VGN TV
- Country: Canada
- Broadcast area: National
- Headquarters: Toronto, Ontario

Programming
- Picture format: 480i (SDTV)

Ownership
- Owner: Ethnic Channels Group

History
- Launched: July 2004
- Former names: SBTN (2004–2020)

Links
- Website: VGN TV Canada

= VGN TV (Canada) =

Canadian Vietnamese-language television channel

VGN TV is a Canadian exempt Category B Vietnamese language specialty channel and is owned by Ethnic Channels Group. It broadcasts programming from Viet Global Network TV (VGN TV) and local Canadian content. Programming includes movies, music, drama, variety shows and more.

==History==
On September 4, 2003, Ethnic Channels Group was granted approval from the Canadian Radio-television and Telecommunications Commission (CRTC) to launch a television channel called Vietnamese TV, described as "The licensee shall provide a national ethnic Category 2 specialty television service providing a programming service primarily in the Vietnamese language.

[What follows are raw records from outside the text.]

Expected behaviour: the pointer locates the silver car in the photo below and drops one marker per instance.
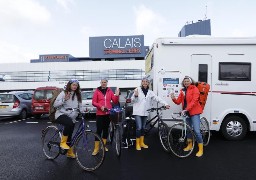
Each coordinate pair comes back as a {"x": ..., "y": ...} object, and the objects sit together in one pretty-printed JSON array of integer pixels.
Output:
[
  {"x": 16, "y": 104},
  {"x": 87, "y": 102}
]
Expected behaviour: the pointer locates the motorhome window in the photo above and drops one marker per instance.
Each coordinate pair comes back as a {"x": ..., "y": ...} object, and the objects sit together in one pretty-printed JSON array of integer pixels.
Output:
[
  {"x": 234, "y": 71},
  {"x": 203, "y": 72}
]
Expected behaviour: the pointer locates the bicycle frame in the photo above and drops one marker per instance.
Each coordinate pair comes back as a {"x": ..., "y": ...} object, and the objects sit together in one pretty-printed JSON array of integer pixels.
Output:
[
  {"x": 81, "y": 128},
  {"x": 157, "y": 119}
]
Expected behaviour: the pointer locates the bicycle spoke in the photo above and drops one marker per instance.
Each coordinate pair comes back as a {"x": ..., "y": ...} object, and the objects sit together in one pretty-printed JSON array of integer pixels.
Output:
[
  {"x": 51, "y": 140},
  {"x": 178, "y": 141},
  {"x": 163, "y": 135}
]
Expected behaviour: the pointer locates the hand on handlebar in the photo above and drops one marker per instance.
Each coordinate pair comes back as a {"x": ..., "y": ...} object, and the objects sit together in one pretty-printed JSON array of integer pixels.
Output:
[{"x": 167, "y": 106}]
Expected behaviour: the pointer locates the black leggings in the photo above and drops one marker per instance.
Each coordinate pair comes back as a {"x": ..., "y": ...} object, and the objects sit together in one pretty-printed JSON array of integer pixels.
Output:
[
  {"x": 102, "y": 124},
  {"x": 68, "y": 124}
]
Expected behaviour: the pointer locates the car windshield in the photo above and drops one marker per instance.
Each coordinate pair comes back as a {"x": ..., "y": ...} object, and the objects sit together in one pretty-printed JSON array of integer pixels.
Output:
[
  {"x": 87, "y": 95},
  {"x": 6, "y": 98},
  {"x": 43, "y": 94}
]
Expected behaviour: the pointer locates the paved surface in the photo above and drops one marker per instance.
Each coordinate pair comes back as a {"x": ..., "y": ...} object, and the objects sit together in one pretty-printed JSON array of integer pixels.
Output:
[{"x": 22, "y": 158}]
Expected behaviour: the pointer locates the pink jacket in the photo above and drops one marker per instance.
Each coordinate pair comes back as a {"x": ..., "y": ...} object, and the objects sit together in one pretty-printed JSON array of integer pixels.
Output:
[{"x": 100, "y": 100}]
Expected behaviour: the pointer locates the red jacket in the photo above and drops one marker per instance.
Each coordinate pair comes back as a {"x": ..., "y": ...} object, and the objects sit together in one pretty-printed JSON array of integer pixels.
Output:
[
  {"x": 192, "y": 97},
  {"x": 100, "y": 100}
]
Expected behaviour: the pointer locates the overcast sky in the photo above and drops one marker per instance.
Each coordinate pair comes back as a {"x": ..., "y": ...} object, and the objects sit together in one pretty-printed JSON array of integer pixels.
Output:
[{"x": 29, "y": 28}]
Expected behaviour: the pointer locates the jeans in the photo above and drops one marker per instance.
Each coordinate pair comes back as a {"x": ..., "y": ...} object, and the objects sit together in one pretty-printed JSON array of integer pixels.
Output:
[
  {"x": 194, "y": 123},
  {"x": 140, "y": 125},
  {"x": 68, "y": 124},
  {"x": 102, "y": 124}
]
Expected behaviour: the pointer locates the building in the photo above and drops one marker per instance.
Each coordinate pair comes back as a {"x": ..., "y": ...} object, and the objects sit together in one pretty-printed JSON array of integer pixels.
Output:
[{"x": 201, "y": 27}]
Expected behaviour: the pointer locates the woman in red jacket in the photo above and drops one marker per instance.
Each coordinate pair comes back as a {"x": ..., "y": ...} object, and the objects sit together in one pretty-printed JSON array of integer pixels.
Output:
[
  {"x": 102, "y": 98},
  {"x": 189, "y": 97}
]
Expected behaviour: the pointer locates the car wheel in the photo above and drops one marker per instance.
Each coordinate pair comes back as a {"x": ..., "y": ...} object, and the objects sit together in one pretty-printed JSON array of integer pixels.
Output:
[
  {"x": 23, "y": 114},
  {"x": 234, "y": 128}
]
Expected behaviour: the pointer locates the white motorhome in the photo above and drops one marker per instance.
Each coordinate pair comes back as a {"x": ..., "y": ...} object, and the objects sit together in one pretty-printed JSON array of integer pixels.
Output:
[{"x": 227, "y": 64}]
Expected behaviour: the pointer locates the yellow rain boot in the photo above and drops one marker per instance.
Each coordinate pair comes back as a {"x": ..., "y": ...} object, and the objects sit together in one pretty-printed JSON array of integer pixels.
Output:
[
  {"x": 63, "y": 142},
  {"x": 189, "y": 146},
  {"x": 142, "y": 142},
  {"x": 105, "y": 142},
  {"x": 71, "y": 154},
  {"x": 201, "y": 150},
  {"x": 138, "y": 144},
  {"x": 96, "y": 148}
]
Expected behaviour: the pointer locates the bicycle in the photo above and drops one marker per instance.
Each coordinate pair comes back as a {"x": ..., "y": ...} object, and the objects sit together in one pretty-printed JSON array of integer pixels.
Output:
[
  {"x": 177, "y": 135},
  {"x": 82, "y": 141},
  {"x": 116, "y": 116},
  {"x": 162, "y": 127}
]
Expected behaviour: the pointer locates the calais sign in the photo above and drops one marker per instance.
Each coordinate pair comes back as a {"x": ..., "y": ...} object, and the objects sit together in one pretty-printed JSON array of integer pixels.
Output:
[{"x": 117, "y": 47}]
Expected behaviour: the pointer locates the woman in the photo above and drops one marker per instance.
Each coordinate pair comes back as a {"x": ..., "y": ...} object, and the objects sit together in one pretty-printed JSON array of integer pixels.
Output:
[
  {"x": 189, "y": 97},
  {"x": 102, "y": 98},
  {"x": 66, "y": 100},
  {"x": 141, "y": 99}
]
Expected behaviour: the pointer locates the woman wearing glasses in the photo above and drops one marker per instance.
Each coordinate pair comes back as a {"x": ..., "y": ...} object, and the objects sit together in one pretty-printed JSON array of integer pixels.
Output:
[
  {"x": 102, "y": 98},
  {"x": 66, "y": 100}
]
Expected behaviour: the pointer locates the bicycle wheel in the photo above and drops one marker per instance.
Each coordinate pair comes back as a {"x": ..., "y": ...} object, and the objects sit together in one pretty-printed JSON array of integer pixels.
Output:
[
  {"x": 163, "y": 129},
  {"x": 205, "y": 130},
  {"x": 51, "y": 137},
  {"x": 177, "y": 139},
  {"x": 117, "y": 140},
  {"x": 84, "y": 147}
]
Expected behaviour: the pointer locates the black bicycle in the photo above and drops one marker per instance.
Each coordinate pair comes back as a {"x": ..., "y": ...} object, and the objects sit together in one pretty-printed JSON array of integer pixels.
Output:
[
  {"x": 162, "y": 127},
  {"x": 82, "y": 141}
]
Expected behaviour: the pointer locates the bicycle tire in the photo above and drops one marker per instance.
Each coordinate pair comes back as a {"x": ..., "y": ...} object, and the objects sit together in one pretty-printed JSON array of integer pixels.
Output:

Not less than 90% of all programming broadcast during the broadcast week shall be in the Vietnamese language".

The channel launched in July 2004 as SBTN on Rogers Cable.

On August 30, 2013, the CRTC approved Ethnic Channels Group's request to convert SBTN from a licensed Category B specialty service to an exempted Cat. B third language service.

In March 2020, the channel was re-branded as VGN TV due to a change in the program supplier.